I’m curious to know what Carolla’s definition of a man is. Is it a man who doesn’t help his wife with a newborn baby? Never tells his kids that he loves them? Doesn’t help them with their homework or volunteer at their schools? Spends all of his free time drinking beer with his buddies, criticizing the old battle ax at home?
That’s a very limiting definition of a man. And if it’s OK to tell your kids you love them, but not show affection in public, who decides that? Who gets to say, “It’s manly to take care of your wife after she’s had surgery, but it’s not manly to tell anyone you’re doing it”? Where do we draw the line?
I’ll give you an example of someone who I think is an awesome representative of a so-called “feminine” masculinity.
Scott Fujita advocates for gay rights issues. He recently co-wrote an editorial with Congressman Michael Honda urging legislation that would allow immigrant families to stay together. He has a master’s degree in education and wants to be a schoolteacher. He’s active on behalf of breast cancer awareness because his mother is a survivor. He’s married with two young daughters.
He’s also a linebacker for the Cleveland Browns and has played in the NFL for eight years.
What do you say to that, Carolla? Do you consider Scott Fujita a “real” man? How does he fit into your narrow view of gender binaries?
There’s another recent example that fits this topic. A woman stood up in support of her 5-year-old son, “Boo” (not his real name), dressing as Daphne from “Scooby Doo” for Halloween.
Her blog about the costume, “My son is gay,” has mostly received positive and supportive comments. However, there are the usual nasty trolls who said things such as
“your son looks like he has issues as do you get help asap looney you’re a fucking horrible mother”
“ur sendin ur son to hel!! read ur bible like a good christian and see, here I will read it for u:
Leviticus 20:13: ‘A man who sleeps with another man is an abomination and should be executed’”
“Congrats, you’ve successfully made your kid a head case for years to come. It’s liberal douches like yourself who ruin a boy’s life. What’s next? Maybe some breast implants? Maybe he’ll act too unruly and you’ll shove some ADD/ADHD meds down his throat.
I hope they take your son away from you and give him to won’t mentally scar him for life.”
First of all, wearing a girl’s costume does not make this little boy gay. He’s 5! He has no concept of sexuality, only what he likes and doesn’t like. What I think is awesome, beyond the fact the mother loves her son unconditionally, is that her son thinks it’s cool to be a girl. Maybe someday he’ll change his mind, but when was the last time a boy you know expressed such a sentiment? More often it’s phrases such as “you throw like a girl” or “mama’s boy” being thrown around.
I have no idea if Boo will turn out to be gay. Lucky for him, his mom doesn’t care either way. But what I hope sticks with him is a respect and admiration for girls and women. How can that be a bad thing?

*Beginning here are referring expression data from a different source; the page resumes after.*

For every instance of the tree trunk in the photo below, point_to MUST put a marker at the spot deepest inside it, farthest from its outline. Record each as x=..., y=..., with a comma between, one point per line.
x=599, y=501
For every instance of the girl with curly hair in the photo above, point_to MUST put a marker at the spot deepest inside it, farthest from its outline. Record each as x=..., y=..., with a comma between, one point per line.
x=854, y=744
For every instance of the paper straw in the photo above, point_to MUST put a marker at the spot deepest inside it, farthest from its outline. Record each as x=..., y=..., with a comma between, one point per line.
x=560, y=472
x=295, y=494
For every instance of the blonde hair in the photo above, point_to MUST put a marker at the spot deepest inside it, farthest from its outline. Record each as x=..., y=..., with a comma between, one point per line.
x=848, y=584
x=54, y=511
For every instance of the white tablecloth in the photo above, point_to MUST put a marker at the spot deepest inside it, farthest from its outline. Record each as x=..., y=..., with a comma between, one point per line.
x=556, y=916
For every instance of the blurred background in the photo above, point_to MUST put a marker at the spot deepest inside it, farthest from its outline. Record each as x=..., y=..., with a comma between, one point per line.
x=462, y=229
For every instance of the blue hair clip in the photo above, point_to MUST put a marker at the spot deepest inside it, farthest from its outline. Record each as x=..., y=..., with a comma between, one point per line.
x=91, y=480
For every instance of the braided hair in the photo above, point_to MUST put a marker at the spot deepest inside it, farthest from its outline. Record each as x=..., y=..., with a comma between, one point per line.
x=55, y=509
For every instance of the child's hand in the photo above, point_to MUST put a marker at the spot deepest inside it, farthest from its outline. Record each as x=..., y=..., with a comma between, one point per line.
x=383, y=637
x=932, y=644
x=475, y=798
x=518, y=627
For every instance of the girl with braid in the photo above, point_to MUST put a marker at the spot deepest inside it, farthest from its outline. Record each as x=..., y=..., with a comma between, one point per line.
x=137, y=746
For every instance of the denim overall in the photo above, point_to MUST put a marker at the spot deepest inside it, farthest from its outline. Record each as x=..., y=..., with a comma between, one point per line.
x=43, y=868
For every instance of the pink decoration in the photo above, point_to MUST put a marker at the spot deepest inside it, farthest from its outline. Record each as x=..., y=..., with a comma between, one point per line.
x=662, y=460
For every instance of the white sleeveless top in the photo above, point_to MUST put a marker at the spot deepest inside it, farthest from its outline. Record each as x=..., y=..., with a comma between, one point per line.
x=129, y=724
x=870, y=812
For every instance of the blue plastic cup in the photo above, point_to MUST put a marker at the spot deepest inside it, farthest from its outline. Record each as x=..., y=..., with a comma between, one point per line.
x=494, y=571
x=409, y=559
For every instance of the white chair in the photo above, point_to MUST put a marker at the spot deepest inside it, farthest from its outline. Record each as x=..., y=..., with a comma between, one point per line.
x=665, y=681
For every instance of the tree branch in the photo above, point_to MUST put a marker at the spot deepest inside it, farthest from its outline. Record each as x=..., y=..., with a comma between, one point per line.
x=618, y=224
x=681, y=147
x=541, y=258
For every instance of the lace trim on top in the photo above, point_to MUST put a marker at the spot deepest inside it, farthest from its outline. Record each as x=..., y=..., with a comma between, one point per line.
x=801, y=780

Secondly, it’s this kind of attitude that leads to bullying, and in extreme cases, death. Brandon Teena, Matthew Shepard, Justin Aaberg, Billy Lucas, Cody Barker, Asher Brown, Seth Walsh, Raymond Chase, Tyler Clementi, and way too many other people have died because other people didn’t approve of the ways they were living their lives. What business is it of theirs? Why do they care?
Another sad example is the death of 16-month-old Roy Anthonio Jones III. The toddler was beaten to death by his mother’s boyfriend, who was “trying to make him act like a boy instead of a little girl.” As Samhita at Feministing says, crimes such as this are “rooted in the belief that there are only two genders and there are only two distinct ways to perform those genders.”
In the end, the people I feel the worst for are Adam Carolla’s kids. What’s going to happen if one of them comes out to him? Or his son wants to stay home to raise his kids? Or his daughter wants to stay single to devote herself to career? Is he going to support them no matter what?